Ketika peneliti Robyn Speer memulai transisinya dan mulai meminta pembaruan untuk namanya pada tahun 2019, dia menemukan bahwa situs-situs seperti ResearchGate, Semantic Scholar, dan mesin pencari Web Archive untuk dokumen ilmiah menghapus nama lamanya dalam waktu seminggu. Jurnal dan prosiding konferensi bisa memakan waktu berbulan-bulan. Tapi dia masih diberi nama mati di Google Cendekia, tempat kutipan makalah dengan nama sebelumnya dapat muncul di hasil penelusuran untuk namanya saat ini.
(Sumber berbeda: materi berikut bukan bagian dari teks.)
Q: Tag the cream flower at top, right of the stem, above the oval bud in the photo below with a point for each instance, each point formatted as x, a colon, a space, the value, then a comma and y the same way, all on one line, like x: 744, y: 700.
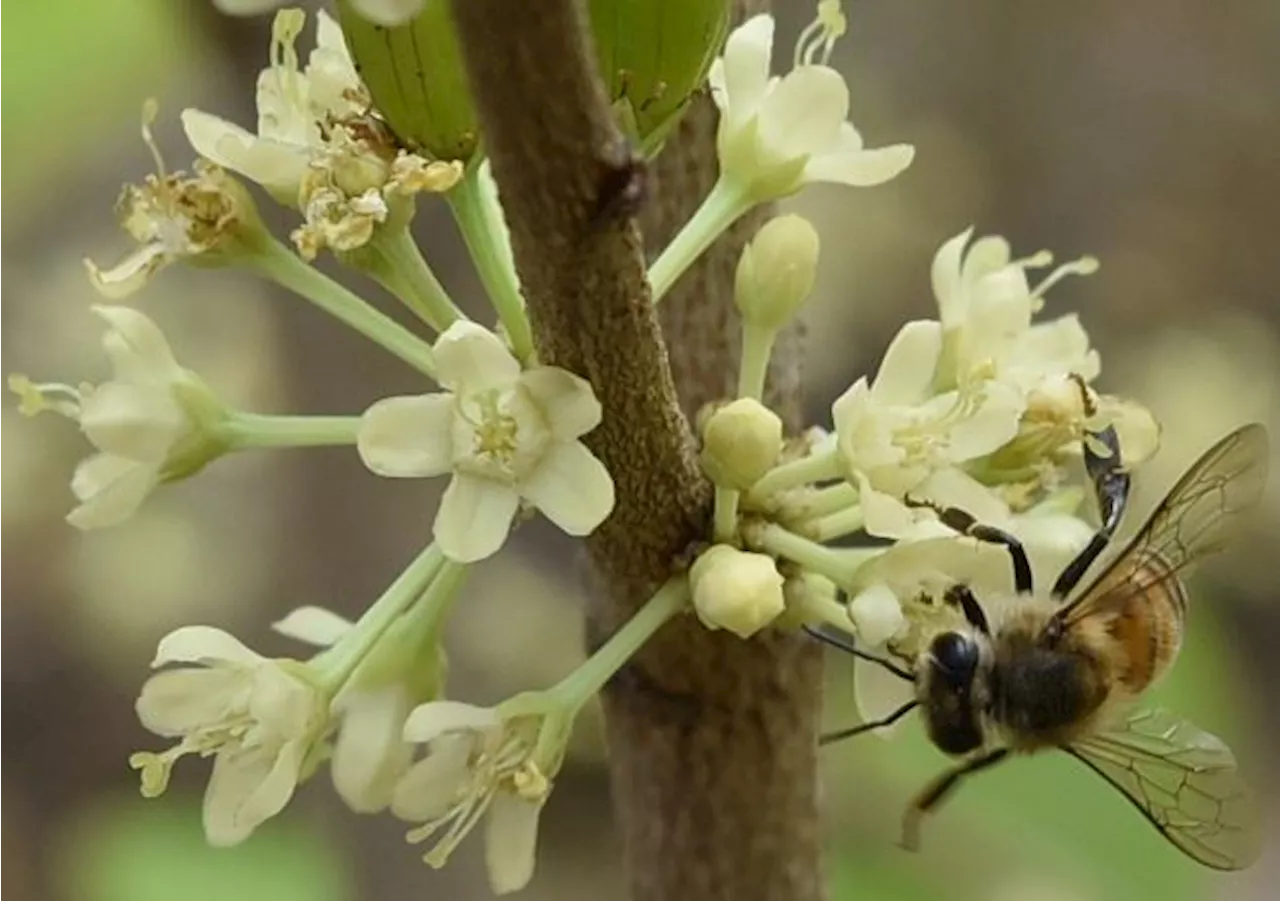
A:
x: 778, y: 135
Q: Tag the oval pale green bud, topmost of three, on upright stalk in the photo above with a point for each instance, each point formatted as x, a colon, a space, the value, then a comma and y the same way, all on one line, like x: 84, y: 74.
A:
x: 776, y: 272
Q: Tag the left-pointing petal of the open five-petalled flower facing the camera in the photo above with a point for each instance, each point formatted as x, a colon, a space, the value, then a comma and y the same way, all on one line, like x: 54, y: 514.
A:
x: 408, y: 437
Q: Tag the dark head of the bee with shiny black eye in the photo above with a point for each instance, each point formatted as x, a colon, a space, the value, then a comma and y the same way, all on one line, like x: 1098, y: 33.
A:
x: 948, y: 687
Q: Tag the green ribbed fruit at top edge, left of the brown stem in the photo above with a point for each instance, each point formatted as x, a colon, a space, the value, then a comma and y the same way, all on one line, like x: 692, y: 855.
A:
x: 414, y: 74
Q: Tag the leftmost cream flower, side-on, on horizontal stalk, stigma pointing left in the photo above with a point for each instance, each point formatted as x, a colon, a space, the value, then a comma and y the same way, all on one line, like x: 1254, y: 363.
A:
x: 153, y: 422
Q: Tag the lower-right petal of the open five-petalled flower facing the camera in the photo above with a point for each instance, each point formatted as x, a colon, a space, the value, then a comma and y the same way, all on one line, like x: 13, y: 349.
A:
x: 572, y: 488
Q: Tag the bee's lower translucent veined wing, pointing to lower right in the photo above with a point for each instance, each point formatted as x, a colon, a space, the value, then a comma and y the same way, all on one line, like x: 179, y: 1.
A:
x: 1183, y: 781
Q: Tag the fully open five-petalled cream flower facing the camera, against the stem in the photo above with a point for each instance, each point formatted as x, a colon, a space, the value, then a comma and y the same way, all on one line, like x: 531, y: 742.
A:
x: 504, y: 433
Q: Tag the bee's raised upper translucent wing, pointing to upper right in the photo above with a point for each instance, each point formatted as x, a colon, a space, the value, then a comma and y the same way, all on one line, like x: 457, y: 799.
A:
x: 1194, y: 522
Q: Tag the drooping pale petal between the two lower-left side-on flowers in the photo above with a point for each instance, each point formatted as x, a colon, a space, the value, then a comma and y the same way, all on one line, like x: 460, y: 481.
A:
x: 371, y: 753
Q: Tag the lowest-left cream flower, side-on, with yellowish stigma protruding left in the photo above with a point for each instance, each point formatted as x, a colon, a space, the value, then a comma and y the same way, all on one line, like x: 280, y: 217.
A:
x: 260, y: 719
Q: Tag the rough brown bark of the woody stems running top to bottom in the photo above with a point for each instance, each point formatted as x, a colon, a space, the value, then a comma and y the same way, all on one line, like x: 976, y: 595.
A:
x: 712, y: 739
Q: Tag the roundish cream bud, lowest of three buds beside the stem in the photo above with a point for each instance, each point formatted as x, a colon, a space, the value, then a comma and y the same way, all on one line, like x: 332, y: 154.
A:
x: 737, y: 591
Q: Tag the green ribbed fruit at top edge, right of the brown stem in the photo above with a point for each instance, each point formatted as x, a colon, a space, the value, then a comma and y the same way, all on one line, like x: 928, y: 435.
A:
x: 653, y: 56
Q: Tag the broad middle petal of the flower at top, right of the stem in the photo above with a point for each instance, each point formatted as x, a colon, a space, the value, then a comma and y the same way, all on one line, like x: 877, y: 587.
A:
x: 803, y: 115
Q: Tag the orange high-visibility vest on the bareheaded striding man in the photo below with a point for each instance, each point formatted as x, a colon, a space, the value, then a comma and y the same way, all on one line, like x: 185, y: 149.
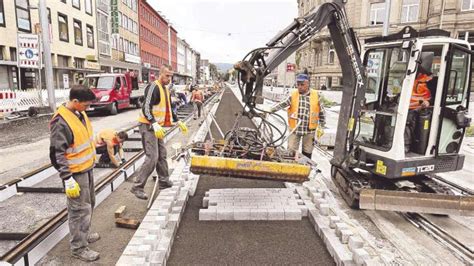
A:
x: 161, y: 111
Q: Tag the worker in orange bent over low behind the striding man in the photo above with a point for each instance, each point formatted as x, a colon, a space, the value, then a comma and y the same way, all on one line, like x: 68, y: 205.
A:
x: 108, y: 142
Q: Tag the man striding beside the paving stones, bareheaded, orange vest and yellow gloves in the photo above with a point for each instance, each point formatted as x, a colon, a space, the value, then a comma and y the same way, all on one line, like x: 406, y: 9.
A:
x: 156, y: 113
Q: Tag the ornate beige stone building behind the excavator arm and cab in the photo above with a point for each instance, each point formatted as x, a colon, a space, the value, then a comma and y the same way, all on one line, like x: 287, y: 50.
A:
x: 318, y: 56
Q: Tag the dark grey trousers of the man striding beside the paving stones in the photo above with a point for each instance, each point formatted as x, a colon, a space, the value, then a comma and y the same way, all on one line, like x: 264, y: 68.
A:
x: 155, y: 157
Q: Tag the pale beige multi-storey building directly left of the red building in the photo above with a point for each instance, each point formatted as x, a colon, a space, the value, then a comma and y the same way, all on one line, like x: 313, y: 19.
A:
x: 125, y: 38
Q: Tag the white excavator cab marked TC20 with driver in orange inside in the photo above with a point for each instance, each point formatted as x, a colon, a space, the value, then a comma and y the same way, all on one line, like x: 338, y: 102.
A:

Menelusuri ConceptNet, sebuah proyek perangkat lunak yang membantu komputer memahami arti kata-kata yang telah dikerjakannya sejak 2005, memunculkan hasil yang mencakup nama lamanya. Beberapa berasal dari jurnal yang sudah tidak aktif, artinya Speer tidak bisa meminta penerbit untuk mengupdate namanya.

“Perubahan yang kami minta mengharuskan Google untuk memberikan kontrol kepada penulis atas informasi mereka sendiri, dan menurut saya itu tidak sesuai dengan pandangan dunia Google,” kata Speer. “Dalam pandangan dunia Google, jika algoritme tidak setuju dengan orang, maka algoritme itu benar dan orangnya salah.”

Pada tahun 2019, keluhan Speer mengarah pada pembuatan laporan bug di dalam Google yang menandai masalah yang dimiliki peneliti trans dengan Google Cendekia, menurut beberapa orang yang mengetahui masalah tersebut. Pada bulan Mei tahun ini, seorang karyawan Google menanggapi sebuah tweet oleh Speer mengatakan laporan bug tetap terbuka dan dikategorikan sebagai prioritas tinggi.